Gold prices extended gains Thursday, taking bullion prices to within touching distance of a 2019 high, as investors bet on central bank easing and weakening currencies as the global economy continues to feel the affects of a prolonged U.S.-China trade war.
With markets pricing in a 50% chance of a September rate cut from the European Central Bank, a view that could be confirmed at its policy meeting later today in Vilnius, and CME Group futures pointing to at least two easing moves from the Federal Reserve before the end of the year, investors have been snapping up gold and gold futures in the wake of sagging currencies and declining bond yields.
"Gold has stormed back into fashion throughout the week following the acceleration in Dollar weakness, said FXTM analyst Lukman Otunuga. "Vulnerability in the dollar has played an influential role in Gold's rapid sprint up the hill, with prices punching above levels not seen in over three months to above $1340. Market speculation over the Federal Reserve cutting interest rates amid trade tensions, a weaker dollar and geopolitical risks should ensure gold remains in demand moving forward."

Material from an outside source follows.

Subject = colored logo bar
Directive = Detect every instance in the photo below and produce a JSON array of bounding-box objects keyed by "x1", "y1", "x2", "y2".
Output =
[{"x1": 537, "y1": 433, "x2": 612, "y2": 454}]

Spot gold prices were quoted at $1336.77 each Thursday, the highest since February 19, and have risen 5.2% since President Donald Trump unveiled increased tariffs on China-made imports on May 5. The SPDR Gold Shares ETF, the world's largest, has risen 3.76% in net asset value over the past three months to 125.99 per unit.
Curiously, China has been perhaps the world's biggest buyer of gold this year, with the People's Bank of China adding to its bullion reserves for five consecutive months, taking the total to 61.1 million ounces, according to official monthly figures.
Copper prices, meanwhile, a closely-watched benchmark for future economic growth, slumped to a fresh two-yer low on the Shanghai Futures Exchange of just of $6,630 per ounce.